C. elegans preparation
For standard phenotyping experiments, all strains were cultured on Nematode Growth Medium (NGM) at 20 °C and fed with E. coli OP50 following standard procedure [121]. Synchronised populations of young adult worms were used for imaging and were cultured by bleaching unsynchronised gravid adults and allowing L1 diapause progeny to develop for 2.5 days at 20 °C (detailed protocol: https://doi.org/10.17504/protocols.io.2bzgap6). let-526(syb8759) and odr-8(syb4940) were developmentally delayed and allowed to grow for longer (6 h and 7 h, respectively) before imaging. Before imaging, young adults were washed in M9 (detailed protocol: https://doi.org/10.17504/protocols.io.bfqbjmsn) and transferred to tracking plates (3–5 worms per well) using a COPAS 500 Flow Pilot (detailed protocol: https://doi.org/10.17504/protocols.io.bfc9jiz6), before being returned to a 20 °C incubator for 3.5 h. Plates were transferred onto the multi-camera tracker for another 30 min to habituate prior to imaging (detailed protocol: https://doi.org/10.17504/protocols.io.bsicncaw).
Compound screening
For the chemical treatment of imb-2(syb6372), aldicarb and paraquat were dissolved in ddH2O. The day prior to tracking, imaging plates were dosed to achieve the desired final well concentration of each compound (1 mM paraquat and 0.5 or 1 mM aldicarb) prior to seeding with bacteria (see below for details). Plates were left to dry (~ 30 min) and then stored in the dark at room temperature overnight. Using the methods above, imb-2(syb6372) and N2 worms (age synchronized young adults) were dispensed into the imaging plate wells and incubated at 20 °C for 4 h before tracking.

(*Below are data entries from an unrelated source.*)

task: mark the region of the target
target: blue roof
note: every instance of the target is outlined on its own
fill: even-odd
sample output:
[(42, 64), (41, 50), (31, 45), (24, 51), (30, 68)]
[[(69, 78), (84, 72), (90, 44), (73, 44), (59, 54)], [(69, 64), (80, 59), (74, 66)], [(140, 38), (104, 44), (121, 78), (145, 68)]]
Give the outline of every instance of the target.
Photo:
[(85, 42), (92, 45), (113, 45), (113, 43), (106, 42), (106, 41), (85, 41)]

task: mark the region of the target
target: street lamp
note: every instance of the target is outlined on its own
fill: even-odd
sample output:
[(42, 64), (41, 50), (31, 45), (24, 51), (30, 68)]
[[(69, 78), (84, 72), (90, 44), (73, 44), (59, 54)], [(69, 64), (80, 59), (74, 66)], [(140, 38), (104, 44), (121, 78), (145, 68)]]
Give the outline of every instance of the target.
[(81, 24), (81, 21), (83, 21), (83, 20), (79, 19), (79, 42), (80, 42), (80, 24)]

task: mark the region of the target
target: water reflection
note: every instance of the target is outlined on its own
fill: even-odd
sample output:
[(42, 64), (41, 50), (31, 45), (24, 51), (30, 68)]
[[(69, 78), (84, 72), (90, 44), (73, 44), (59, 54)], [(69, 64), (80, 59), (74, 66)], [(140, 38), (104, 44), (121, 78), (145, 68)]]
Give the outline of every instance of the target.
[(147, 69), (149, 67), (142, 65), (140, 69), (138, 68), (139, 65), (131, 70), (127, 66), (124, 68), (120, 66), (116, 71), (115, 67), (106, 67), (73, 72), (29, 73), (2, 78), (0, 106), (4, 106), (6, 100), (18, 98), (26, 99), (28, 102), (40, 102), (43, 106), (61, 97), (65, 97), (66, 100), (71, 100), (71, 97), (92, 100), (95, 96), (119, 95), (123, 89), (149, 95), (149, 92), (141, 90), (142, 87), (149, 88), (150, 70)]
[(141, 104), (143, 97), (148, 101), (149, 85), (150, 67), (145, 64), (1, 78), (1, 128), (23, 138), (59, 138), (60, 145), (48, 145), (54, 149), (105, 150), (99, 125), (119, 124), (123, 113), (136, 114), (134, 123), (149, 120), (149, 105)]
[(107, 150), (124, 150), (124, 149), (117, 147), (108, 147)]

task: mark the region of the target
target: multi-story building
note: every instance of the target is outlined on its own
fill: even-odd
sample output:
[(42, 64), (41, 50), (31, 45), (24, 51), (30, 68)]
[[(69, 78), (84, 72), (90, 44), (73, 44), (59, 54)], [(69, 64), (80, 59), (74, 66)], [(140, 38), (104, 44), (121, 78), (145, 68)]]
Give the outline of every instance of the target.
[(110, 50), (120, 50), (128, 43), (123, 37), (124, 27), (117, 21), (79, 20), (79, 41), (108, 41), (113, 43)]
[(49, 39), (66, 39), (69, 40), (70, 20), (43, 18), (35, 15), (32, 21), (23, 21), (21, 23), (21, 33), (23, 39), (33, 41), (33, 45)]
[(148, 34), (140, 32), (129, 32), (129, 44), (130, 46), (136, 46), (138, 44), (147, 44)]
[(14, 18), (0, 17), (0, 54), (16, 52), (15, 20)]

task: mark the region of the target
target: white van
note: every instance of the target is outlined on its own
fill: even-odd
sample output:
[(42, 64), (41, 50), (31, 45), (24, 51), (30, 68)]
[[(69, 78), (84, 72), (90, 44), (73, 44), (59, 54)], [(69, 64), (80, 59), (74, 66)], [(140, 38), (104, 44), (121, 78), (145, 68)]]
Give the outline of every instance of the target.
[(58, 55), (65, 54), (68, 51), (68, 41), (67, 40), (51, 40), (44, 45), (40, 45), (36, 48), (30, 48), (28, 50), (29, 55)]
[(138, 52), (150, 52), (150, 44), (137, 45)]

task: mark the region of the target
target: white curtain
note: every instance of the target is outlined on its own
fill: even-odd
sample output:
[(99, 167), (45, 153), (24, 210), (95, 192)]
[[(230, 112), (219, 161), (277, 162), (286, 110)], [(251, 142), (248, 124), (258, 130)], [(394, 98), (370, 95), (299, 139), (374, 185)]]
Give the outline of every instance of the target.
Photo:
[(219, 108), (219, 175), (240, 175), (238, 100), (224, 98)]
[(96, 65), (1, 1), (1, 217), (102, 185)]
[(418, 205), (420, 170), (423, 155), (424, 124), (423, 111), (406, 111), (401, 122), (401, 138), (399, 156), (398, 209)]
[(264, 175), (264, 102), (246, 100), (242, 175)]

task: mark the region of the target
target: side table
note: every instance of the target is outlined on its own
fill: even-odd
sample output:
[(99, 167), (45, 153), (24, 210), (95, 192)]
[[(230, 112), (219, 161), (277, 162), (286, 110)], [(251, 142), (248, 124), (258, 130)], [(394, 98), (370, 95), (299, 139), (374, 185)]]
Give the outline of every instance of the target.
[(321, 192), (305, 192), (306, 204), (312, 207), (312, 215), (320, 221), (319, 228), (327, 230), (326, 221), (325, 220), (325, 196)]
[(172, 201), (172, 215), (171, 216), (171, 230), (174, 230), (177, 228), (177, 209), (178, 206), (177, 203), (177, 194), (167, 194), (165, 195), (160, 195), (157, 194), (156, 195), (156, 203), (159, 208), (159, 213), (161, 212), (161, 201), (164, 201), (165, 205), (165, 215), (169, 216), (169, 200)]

E. coli OP50 treated with 0.5% paraformaldehyde for 2 h [94], then washed 3 times in M9 buffer, was used as the food source for the folliculin mutant drug screens (detailed protocol:https://doi.org/10.17504/protocols.io.81wgbyq71vpk/v1). All compounds acting on the AMPK/mTOR pathways were dissolved in DMSO. The day prior to tracking, imaging plates were dosed with the compounds to achieve a final well concentration of 100 µM prior to seeding with PFA-treated E. coli OP50. N2, flcn-1(syb8071) and fnip-2(syb8038) were all exposed to the compounds, or an identical volume of DMSO only (1% w/v), for 4 h prior to tracking (as described above).
Increased temperature screening
When comparing the behaviour of imb-2(syb6372) and N2 at increased temperatures, worm populations were age synchronised as described above. For rearing the strains at higher temperatures, L1 worms were refed onto plates seeded with E. coli OP50 and incubated at 25 °C, 27 °C or 28 °C. Worms were then washed and dispensed into tracking plates and incubated for 3.5 h at their rearing temperature. 30 min prior to imaging, plates were transferred to the multi-camera tracker and allowed to habituate. For the acute exposure of strains to increased temperatures, imb-2(syb6372) and N2 were reared at 20 °C. On the day of tracking, young adults were dispensed into tracking plates that were incubated at 28 °C, 30 °C and 32 °C for 4 h before being immediately imaged.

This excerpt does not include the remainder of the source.